Warning in scale_y_log10(): log-10 transformation introduced infinite values.

Then make a plot specifically to compare predicted hospitalizations to capacity

hprev_pre  <- sol_pre  %>% transmute(time, hosp = (N_data / N) * H, scenario = "no intervention")
hprev_post <- sol_all  %>% transmute(time, hosp = (N_data / N) * H, scenario = "with intervention")

p_int_lin <- ggplot() +
  geom_line(data = hprev_pre,  aes(time, hosp)) +
  geom_line(data = hprev_post, aes(time, hosp), linetype = "dashed") +
  geom_hline(yintercept = h_cap, linetype = "dotted") +
  geom_vline(xintercept = t_int, linetype = "dotted") +
  coord_cartesian(xlim = c(0, 120)) +
  labs(x = "Time (days)", y = "Number currently hospitalized")

p_int_log <- ggplot() +
  geom_line(data = hprev_pre,  aes(time, hosp)) +
  geom_line(data = hprev_post, aes(time, hosp), linetype = "dashed") +
  geom_hline(yintercept = h_cap, linetype = "dotted") +
  geom_vline(xintercept = t_int, linetype = "dotted") +
  scale_y_log10() +
  coord_cartesian(xlim = c(0, 120), ylim = c(1, NA)) +
  labs(x = "Time (days)", y = "Number currently hospitalized (log10)")

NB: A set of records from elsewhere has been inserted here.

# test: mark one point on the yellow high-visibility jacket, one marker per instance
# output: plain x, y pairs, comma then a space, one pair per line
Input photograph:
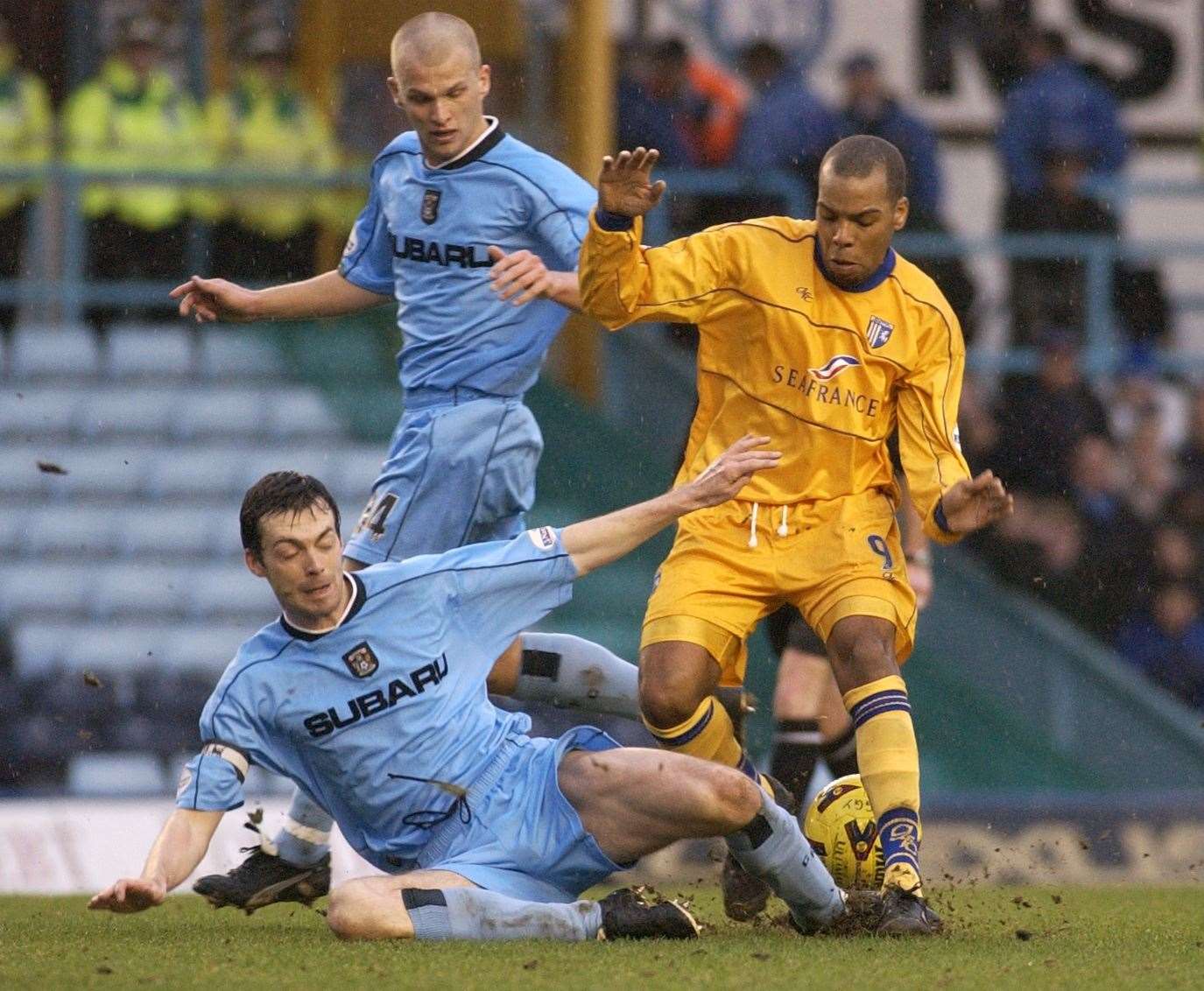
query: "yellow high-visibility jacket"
26, 131
270, 129
117, 122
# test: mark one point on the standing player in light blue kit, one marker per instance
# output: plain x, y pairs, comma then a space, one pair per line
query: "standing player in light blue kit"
370, 690
459, 220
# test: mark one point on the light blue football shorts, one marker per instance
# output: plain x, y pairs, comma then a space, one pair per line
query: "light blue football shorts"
460, 470
523, 837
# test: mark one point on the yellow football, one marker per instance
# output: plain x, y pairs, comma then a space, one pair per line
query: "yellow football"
841, 827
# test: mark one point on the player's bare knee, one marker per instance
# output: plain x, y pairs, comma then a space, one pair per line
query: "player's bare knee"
735, 798
667, 699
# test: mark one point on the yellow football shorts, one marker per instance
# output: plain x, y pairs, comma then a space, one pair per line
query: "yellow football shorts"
831, 559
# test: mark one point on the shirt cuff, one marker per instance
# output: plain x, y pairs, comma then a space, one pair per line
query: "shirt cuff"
938, 517
613, 221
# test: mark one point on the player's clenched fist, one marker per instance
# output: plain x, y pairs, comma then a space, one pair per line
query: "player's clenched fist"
625, 185
215, 299
731, 471
129, 895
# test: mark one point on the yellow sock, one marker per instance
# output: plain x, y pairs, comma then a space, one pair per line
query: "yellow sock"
890, 770
708, 734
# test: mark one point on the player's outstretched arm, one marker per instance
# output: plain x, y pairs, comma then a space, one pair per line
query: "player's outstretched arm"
522, 278
975, 503
327, 295
603, 539
180, 847
625, 183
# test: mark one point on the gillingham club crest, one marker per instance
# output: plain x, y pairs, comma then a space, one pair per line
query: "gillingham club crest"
360, 660
430, 210
879, 331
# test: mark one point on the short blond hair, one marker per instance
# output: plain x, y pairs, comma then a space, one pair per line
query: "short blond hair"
431, 39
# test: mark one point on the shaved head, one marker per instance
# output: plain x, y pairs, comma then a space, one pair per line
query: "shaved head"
433, 39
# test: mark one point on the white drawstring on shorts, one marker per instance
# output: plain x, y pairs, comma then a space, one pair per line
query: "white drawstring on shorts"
782, 526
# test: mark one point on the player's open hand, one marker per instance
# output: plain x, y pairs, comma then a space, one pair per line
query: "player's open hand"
729, 472
215, 299
129, 895
518, 276
625, 185
975, 503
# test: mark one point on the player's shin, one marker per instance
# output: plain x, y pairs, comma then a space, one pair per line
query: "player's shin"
708, 734
472, 913
571, 672
890, 773
773, 848
305, 837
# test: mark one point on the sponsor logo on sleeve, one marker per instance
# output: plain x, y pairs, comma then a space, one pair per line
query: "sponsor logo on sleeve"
545, 538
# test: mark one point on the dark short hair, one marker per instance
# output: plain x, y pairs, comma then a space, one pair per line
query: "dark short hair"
861, 154
281, 493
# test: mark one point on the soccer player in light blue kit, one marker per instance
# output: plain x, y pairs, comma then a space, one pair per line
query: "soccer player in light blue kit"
370, 692
459, 221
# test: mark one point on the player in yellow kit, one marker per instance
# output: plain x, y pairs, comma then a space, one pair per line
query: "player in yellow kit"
815, 334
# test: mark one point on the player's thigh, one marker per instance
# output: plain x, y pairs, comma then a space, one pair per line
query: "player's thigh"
372, 908
803, 678
851, 565
635, 801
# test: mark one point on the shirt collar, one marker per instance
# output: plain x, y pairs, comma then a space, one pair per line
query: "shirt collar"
873, 281
359, 594
489, 137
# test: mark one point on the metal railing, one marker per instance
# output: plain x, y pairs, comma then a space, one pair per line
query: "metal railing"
60, 278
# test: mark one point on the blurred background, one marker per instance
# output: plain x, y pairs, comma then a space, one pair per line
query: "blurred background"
1057, 198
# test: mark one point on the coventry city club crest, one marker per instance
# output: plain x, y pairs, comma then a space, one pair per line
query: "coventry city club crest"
430, 211
832, 368
879, 331
360, 660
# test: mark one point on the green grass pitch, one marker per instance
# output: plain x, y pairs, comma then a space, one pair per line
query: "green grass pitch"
996, 938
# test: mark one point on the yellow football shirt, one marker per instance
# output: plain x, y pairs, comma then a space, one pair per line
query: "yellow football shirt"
824, 371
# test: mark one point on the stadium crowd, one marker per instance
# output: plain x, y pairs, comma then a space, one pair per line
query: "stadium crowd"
1108, 472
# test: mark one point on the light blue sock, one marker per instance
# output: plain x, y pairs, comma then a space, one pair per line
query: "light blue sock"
305, 837
575, 673
774, 849
472, 913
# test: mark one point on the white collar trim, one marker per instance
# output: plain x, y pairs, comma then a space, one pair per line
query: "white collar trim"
484, 134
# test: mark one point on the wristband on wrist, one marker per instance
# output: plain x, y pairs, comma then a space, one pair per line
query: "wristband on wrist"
613, 221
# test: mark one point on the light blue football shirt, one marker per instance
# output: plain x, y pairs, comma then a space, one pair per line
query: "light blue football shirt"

plot_grid(p_int_lin,p_int_log, labels = "AUTO")

Warning in scale_y_log10(): log-10 transformation introduced infinite values.
log-10 transformation introduced infinite values.

Question 11: Why do hospitalizations continue to increase for some time even after strong social distancing is implemented and infections are decreasing?